Ce second volume du "NOEL des LOUPS", plus encore que le premier, véhicule l'dée de la supériorité de l'original, voire du rebelle, sur le conformiste bien-pensant.
D'abord, neuf amples poèmes: CAÏN - ALEXANDRE VI - TALLEYRAND - LE CURE MESLIER - L.F-CELINE - DALI - CHARLES d'ORLEANS - LA LIONNE - HUITIEME JOUR.
Puis quatre tragédies nourries des Tragiques grecs: MEDEE; et une trilogie, LA THEBAIDE (Jocaste, Oedipe, Antigone).
Tant que j'aurai un souffle et que je penserai,
Contre tout, malgré Dieu et le monde et moi-même,
J'extrairai de mon coeur ma raison, cette gemme,
Ce renard qui me ronge et dont je me nourris.
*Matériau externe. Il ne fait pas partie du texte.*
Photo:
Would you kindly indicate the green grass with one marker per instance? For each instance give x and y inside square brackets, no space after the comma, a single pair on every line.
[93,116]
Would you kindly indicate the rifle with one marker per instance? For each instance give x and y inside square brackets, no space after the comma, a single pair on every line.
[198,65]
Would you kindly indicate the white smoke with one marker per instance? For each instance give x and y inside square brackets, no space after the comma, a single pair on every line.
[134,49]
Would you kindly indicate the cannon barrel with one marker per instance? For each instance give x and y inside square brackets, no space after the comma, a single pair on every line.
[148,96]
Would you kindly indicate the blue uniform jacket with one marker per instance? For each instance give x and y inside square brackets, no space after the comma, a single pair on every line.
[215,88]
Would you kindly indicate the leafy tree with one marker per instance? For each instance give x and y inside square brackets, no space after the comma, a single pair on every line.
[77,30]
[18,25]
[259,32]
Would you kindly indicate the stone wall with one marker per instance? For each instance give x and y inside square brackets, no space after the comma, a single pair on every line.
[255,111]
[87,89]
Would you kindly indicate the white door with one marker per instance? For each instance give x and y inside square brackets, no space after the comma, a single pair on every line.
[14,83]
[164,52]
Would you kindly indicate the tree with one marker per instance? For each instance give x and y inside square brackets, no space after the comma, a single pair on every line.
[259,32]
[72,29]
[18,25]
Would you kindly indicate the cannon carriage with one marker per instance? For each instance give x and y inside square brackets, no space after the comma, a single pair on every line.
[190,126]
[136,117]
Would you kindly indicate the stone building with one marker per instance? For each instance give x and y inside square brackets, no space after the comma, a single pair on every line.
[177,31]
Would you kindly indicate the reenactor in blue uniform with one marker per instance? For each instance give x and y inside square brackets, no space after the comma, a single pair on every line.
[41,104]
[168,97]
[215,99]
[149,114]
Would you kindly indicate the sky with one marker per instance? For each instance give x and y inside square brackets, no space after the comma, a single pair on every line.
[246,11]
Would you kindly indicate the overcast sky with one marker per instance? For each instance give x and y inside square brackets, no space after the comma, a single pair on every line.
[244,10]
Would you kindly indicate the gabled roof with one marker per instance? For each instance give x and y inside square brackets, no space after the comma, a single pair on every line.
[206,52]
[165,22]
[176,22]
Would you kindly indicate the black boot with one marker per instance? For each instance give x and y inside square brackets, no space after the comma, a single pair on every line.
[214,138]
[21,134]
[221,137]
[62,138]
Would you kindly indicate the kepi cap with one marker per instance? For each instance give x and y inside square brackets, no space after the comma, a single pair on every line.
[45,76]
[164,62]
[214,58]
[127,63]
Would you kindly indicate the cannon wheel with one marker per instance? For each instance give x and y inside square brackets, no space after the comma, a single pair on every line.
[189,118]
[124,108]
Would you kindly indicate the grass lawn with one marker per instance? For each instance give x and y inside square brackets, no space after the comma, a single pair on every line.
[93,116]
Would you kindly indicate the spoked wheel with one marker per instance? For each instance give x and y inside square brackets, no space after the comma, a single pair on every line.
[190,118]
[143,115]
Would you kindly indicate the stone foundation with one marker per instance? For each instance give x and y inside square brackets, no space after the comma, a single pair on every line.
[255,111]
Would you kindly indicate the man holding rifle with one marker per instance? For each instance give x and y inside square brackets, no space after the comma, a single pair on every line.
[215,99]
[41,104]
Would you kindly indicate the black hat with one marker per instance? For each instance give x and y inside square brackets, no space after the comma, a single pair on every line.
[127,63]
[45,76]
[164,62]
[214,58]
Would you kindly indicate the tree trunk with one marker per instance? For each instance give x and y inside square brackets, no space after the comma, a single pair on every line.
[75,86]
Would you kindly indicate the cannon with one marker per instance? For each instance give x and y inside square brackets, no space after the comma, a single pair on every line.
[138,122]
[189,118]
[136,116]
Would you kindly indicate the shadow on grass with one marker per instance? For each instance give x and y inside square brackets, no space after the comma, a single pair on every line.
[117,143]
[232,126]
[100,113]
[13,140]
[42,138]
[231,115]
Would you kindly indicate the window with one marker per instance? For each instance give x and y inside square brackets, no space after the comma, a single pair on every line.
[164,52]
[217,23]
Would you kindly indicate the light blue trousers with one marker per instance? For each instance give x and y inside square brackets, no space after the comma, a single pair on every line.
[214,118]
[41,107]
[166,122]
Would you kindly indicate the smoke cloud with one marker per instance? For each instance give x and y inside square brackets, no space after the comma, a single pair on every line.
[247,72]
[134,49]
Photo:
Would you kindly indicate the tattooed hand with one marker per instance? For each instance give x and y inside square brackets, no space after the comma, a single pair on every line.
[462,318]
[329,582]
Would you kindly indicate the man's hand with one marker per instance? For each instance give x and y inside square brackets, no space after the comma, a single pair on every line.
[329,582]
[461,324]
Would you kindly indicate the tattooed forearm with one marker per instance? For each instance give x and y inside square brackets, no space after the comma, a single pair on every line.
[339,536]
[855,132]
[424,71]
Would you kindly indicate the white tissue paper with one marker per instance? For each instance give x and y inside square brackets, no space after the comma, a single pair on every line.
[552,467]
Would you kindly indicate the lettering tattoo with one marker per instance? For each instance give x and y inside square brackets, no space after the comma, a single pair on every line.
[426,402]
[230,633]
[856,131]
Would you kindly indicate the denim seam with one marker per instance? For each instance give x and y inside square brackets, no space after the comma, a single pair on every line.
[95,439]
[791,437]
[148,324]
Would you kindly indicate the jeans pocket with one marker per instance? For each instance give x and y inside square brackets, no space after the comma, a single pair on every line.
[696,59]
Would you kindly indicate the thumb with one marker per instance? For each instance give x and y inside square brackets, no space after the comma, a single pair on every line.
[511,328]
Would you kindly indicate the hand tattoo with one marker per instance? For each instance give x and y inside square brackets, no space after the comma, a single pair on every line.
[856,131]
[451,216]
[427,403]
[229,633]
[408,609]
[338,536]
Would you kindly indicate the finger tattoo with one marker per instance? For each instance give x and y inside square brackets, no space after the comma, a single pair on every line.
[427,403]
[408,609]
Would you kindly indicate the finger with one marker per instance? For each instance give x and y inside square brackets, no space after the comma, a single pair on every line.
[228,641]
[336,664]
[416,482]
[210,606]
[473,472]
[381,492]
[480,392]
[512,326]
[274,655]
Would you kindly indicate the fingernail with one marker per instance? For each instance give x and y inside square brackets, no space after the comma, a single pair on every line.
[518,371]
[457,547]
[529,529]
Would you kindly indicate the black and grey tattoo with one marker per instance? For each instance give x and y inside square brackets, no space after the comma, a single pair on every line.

Mon esprit cloue mon corps comme à un pilori.
Tout mon être t'appelle, ô sublime Pensée,
Ainsi qu'une oasis, ainsi qu'une épousée.
On n'empêchera pas la source de couler
Ni la nue de courir ni le vent de souffler.
De même la Pensée m'est force irrépressible
Et je la sais rebelle et je la veux terrible.
Je suis né de la terre et j'en suis élément.
Elle porte en son sein, dit-on, des diamants
Comme porte un enfant le ventre d'une femme.
On ne voit pas l'enfant, ni la gemme: ils sont âmes,
Ils sont l'être de l'être, ils en sont tout le prix.
Ma vie, ce diamant, est toute en mon esprit.